LONDON (Reuters) - The slump in global oil prices could hit bottom in early 2016 although prices are likely to remain low for the next couple of years, BP (BP.L) Chief Executive Officer Bob Dudley said.
“A low point could be in the first quarter,” Dudley said in BBC radio interview broadcast on Saturday.
Brent crude prices fell by 34 percent last year after shedding 48 percent in 2014. The plunge in global oil prices has pushed inflation close to or below zero in many countries, helping consumers but wrong-footing central banks.
Dudley said a more natural balance between supply and demand could come back in the third and fourth quarter of this year, after which stock levels could start to wear off.
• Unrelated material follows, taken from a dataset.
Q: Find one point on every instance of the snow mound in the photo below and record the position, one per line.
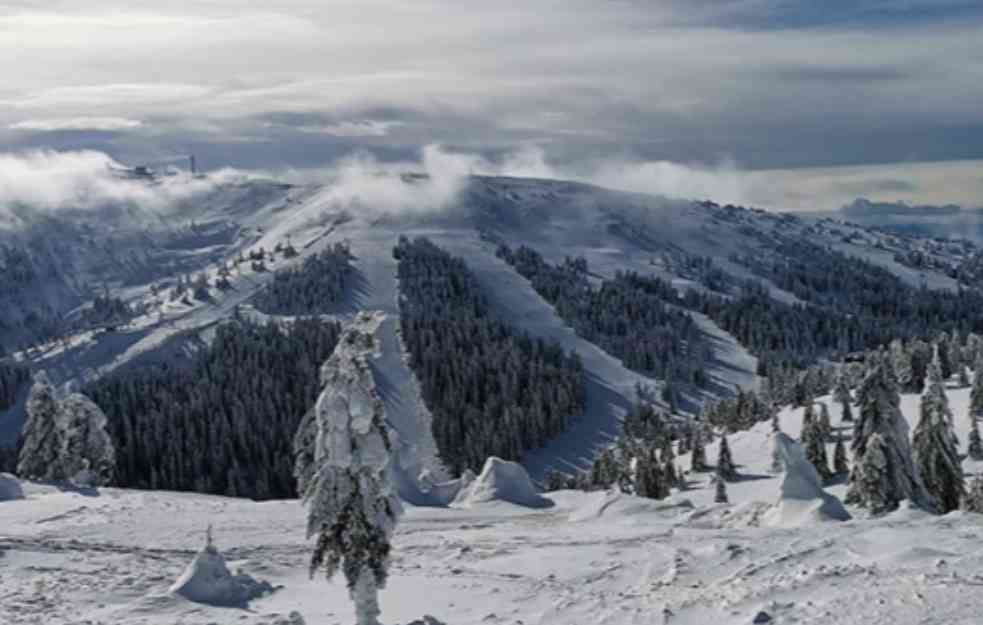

“Prices are going to stay lower for longer, we have said it and I think we are in this for a couple of years. For sure, there is a boom-and-bust cycle here,” Dudley said.
Dudley also said he did not agree with Bank of England Governor Mark Carney’s use of the term “stranded assets” to describe oil and gas reserves held by companies but which may prove unviable as the world moves to a low-carbon economy.
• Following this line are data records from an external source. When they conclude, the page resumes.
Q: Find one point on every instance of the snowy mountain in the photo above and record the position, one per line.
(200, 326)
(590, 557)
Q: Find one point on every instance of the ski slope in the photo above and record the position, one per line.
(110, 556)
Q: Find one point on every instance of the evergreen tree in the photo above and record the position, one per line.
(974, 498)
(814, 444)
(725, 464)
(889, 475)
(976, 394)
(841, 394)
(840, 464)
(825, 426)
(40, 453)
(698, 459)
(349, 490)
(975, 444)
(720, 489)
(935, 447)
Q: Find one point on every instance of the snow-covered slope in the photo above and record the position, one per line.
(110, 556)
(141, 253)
Carney used the phrase in a speech in September in which he called on companies to be more open about their “climate change footprint” to avoid abrupt changes in asset prices that could destabilize markets.
“I think the term overstates it quite frankly and I have spoken to the governor about it and I have questioned that term,” Dudley said in the interview.
BP shareholders were already aware of the viability of the company’s assets which were only counted as reserves if they were economic, he said.